The Christian Workers Union of Sweden (Sveriges kristliga arbetareförbund) was a short-lived Christian anti-socialist labour organization in Sweden. The organization was founded in July 1899, but was dissolved the following year.

==Founding conference==
The Christian Workers Union was promoted by sectors of the free churches. It was founded at a conference in Gothenburg, July 1899. The call for the founding conference had been done by the Christian Workers Union of Göteborg (Göteborgs kristliga arbetareförbund). Attendees included the Malmö and Limhamn branches of an older Christian Workers Union (Kristna arbetareförbundet), branches of the Swedish Workers Union and other Christian labour associations. At the Göteborg conference, there was a debate on whether to join the Swedish Workers Union or form a separate national organization. The conference opted for the latter.
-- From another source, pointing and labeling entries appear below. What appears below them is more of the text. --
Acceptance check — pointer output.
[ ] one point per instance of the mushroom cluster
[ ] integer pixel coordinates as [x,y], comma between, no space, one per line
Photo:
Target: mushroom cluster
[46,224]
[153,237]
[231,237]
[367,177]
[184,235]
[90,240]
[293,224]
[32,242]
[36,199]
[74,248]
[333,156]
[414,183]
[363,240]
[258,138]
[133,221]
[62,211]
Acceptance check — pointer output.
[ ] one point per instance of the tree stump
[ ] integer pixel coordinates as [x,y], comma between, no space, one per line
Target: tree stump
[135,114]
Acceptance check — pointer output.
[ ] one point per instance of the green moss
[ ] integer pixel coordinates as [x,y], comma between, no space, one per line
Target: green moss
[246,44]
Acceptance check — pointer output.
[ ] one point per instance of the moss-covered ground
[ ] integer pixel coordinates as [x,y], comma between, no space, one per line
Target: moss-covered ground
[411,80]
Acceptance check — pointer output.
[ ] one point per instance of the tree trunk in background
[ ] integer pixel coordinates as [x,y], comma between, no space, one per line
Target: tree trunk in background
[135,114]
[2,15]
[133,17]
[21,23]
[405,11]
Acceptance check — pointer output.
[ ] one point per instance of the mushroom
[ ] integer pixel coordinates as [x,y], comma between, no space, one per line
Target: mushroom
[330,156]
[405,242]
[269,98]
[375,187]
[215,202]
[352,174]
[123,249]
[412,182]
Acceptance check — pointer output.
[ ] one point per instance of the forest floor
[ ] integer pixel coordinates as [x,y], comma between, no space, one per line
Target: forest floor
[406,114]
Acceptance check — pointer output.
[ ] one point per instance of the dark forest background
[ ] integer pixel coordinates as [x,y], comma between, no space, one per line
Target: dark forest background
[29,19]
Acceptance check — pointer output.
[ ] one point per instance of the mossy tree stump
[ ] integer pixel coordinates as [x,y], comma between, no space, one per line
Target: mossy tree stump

According to the protocols of the organization, the delegates at the founding conference represented over 1,000 workers. However, only delegates representing 600 workers had mandates from their respective associations to affiliate themselves to the new organization. According to a statement by a delegate of the Swedish Workers Union, the new Christian Workers Union had some 500 members in total at the time of its foundation (half of them from Göteborg). Many of the persons joining the Christian Workers Union did so in response to the sharp increases in the membership fees of the Swedish Trade Union Confederation.

==Programme==
The organization sought to counter the Social Democratic dominance in the Swedish labour movement, and it aspired to become a nationwide movement. The programme of the Christian Workers Union denounced the concept of class struggle, and advocated good relations between employers and workers. Members of Social Democratic organizations were barred from becoming affiliates to the Christian Workers Union. Nor were people having 'revolutionary convictions' welcome as members. It was not mandatory to be religious to become a member of the organization, but only believing Christians were eligible to get elected to leadership positions.

==Demise==
The Christian Workers Union was dissolved in 1900. By this point the organization had nine affiliated associations, with a total membership of 243. These associations joined the Swedish Workers Union instead.